The latest iteration of the Diana Prince story, Wonder Woman 1984, is a blockbuster superhero sequel released on Christmas Day, read: a commodified corporate product timed to maximize profits."

As many have pointed out on Twitter (including human rights advocate Tareq Alkhudari and political risk advisor Khaldoun Khelil), Wonder Woman 1984 employs racist and xenophobic stereotypes while glorifying its white savior character, played by an actress with a Zionist settler-mindset. In the film, an Arab character’s wish manifests a sand wall which snakes through homes and roadways, separating people from food and water. The structure in many ways parallels the real wall Israel has built separating Palestinians from their homes and families while controlling resources, except in the film Arab people are depicted as the source of their own problems rather than victims of Israel’s military state (which, reminder, is financially supported by the U.S.).

The bad politics don't end there. In real life, the action star has defended Israeli military interventions which wiped out entire families in Gaza — one incident involved four boys being bombed who were playing soccer on the beach. In the film, Wonder Woman’s boyfriend fires an RPG towards Arab children also kicking the football. Gadot’s character then rides the rocket, scooping up the kids before they are run over by other Arabs in armored vehicles.

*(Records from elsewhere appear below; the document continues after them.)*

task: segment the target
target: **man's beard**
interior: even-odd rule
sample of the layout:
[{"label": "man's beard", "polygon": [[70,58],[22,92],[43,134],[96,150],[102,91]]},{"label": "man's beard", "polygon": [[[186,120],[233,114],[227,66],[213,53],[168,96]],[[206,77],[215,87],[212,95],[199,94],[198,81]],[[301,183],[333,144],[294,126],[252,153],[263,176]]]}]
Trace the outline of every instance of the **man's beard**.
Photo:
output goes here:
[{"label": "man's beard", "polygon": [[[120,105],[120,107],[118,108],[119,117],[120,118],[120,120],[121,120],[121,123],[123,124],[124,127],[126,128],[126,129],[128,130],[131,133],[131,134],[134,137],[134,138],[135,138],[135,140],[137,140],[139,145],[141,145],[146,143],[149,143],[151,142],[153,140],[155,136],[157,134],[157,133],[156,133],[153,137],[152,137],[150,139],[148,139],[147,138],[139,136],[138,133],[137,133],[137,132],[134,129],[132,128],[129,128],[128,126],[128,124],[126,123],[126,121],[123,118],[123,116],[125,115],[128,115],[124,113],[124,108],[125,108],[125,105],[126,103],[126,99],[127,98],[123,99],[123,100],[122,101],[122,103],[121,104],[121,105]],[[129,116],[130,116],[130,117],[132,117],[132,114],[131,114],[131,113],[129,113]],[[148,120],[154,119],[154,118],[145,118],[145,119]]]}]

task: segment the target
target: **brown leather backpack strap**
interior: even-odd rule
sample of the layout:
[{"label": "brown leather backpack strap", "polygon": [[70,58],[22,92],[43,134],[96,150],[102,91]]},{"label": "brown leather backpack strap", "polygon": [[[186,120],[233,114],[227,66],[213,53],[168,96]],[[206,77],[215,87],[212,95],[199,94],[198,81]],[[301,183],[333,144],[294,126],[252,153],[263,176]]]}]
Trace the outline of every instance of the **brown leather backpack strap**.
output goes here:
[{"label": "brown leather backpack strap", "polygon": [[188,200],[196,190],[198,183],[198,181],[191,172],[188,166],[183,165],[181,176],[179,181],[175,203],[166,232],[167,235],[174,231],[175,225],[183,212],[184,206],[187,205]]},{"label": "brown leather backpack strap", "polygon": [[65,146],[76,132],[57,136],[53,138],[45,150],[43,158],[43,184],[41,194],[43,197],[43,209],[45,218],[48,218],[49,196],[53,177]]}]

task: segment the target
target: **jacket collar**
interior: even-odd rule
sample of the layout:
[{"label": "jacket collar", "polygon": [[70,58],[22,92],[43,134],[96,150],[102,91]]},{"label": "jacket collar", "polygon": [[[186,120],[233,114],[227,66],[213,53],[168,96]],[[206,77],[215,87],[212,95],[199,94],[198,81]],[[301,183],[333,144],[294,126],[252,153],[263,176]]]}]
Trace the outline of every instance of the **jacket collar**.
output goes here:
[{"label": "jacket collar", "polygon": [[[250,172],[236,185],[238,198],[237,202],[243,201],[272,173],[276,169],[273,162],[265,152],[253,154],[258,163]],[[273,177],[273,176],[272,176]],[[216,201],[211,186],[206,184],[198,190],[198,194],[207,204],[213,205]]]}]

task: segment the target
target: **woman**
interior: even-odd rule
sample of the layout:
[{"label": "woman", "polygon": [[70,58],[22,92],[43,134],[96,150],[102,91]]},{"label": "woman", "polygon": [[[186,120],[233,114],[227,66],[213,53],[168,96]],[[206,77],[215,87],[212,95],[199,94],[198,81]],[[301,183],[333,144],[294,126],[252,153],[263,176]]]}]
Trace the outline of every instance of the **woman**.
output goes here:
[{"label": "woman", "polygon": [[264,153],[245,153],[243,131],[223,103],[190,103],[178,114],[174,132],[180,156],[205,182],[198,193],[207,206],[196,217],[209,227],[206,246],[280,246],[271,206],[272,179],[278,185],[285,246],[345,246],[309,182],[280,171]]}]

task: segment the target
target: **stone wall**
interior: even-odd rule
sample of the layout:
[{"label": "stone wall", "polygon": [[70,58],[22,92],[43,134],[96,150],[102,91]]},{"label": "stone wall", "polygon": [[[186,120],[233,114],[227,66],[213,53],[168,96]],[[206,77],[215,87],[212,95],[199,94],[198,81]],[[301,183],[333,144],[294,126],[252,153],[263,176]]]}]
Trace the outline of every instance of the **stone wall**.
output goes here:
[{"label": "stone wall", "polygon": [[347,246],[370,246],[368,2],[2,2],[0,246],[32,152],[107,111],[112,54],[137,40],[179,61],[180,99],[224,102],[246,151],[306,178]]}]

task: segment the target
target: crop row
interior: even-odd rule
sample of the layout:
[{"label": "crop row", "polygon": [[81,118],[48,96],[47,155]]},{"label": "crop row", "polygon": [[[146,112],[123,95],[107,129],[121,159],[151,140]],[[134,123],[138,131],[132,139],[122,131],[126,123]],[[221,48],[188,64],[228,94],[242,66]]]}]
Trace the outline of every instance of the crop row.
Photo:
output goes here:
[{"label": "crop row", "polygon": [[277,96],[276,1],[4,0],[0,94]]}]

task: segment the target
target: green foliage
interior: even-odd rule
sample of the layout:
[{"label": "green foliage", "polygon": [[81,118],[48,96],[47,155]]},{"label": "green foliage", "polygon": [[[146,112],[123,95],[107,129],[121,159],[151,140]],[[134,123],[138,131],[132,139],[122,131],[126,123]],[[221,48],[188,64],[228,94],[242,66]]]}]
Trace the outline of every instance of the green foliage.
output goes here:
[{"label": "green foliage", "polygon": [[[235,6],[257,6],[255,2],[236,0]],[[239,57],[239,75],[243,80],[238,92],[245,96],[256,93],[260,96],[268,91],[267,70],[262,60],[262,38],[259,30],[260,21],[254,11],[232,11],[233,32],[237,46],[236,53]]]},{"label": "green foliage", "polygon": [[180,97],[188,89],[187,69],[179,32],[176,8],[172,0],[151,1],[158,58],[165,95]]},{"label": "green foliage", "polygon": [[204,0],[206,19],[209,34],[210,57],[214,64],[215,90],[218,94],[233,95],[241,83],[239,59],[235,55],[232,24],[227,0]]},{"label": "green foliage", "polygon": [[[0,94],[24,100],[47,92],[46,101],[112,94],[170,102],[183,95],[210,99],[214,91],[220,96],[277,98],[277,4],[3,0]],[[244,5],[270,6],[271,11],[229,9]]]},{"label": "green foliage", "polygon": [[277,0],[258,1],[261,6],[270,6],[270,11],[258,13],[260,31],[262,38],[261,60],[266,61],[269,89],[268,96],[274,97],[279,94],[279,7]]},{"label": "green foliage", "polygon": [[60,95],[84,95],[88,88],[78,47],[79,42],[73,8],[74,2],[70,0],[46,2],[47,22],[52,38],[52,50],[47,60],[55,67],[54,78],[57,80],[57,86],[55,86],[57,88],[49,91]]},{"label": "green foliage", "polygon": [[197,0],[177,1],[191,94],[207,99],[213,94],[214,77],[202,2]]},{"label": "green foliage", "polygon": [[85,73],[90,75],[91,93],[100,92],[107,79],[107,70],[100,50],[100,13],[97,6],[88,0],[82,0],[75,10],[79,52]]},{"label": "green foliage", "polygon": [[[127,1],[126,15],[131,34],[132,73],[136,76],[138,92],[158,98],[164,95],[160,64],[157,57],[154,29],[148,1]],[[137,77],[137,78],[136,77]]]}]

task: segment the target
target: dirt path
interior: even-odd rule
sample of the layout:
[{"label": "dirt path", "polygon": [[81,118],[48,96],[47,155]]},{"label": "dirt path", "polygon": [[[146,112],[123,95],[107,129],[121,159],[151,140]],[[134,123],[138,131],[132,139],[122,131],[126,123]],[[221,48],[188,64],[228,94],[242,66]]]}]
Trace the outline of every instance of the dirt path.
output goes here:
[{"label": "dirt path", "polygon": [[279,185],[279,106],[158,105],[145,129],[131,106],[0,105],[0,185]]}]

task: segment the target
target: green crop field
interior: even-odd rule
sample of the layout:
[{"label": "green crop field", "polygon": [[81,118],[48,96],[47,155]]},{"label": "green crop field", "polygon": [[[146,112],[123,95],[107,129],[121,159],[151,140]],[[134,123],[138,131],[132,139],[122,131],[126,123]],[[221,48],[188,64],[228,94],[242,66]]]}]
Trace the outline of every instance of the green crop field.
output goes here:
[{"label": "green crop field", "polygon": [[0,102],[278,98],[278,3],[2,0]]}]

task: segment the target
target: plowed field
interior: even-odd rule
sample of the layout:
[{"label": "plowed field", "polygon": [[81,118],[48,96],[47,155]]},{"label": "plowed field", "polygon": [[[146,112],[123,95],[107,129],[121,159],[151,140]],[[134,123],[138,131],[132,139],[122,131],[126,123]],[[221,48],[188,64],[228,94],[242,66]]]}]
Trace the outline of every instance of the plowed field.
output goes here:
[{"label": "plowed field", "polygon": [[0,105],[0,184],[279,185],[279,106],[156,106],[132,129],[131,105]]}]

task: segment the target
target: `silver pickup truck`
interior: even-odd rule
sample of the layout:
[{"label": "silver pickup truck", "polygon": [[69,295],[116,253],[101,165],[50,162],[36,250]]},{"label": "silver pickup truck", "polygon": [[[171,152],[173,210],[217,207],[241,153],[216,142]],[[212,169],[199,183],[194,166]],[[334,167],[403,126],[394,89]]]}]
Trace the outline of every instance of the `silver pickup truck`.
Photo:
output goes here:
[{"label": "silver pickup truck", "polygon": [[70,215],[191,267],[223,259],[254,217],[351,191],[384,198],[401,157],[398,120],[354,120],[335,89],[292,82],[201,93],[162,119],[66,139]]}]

It's more than just offensive stereotypes, of course. The wall and the children caught in the crossfire demonstrate how the film pulls from familiar contemporary geopolitical conflicts but reimagines these situations to further its ideological aims, making the star-spangled interventionist American look heroic while the enemies of the U.S. and its allies are cast in a less-than-sympathetic light. Wonder Woman 1984 might be smashing the glass ceiling in Hollywood, centering another blockbuster around a female superhero, but its white feminism comes at the expense of the minority groups it maligns.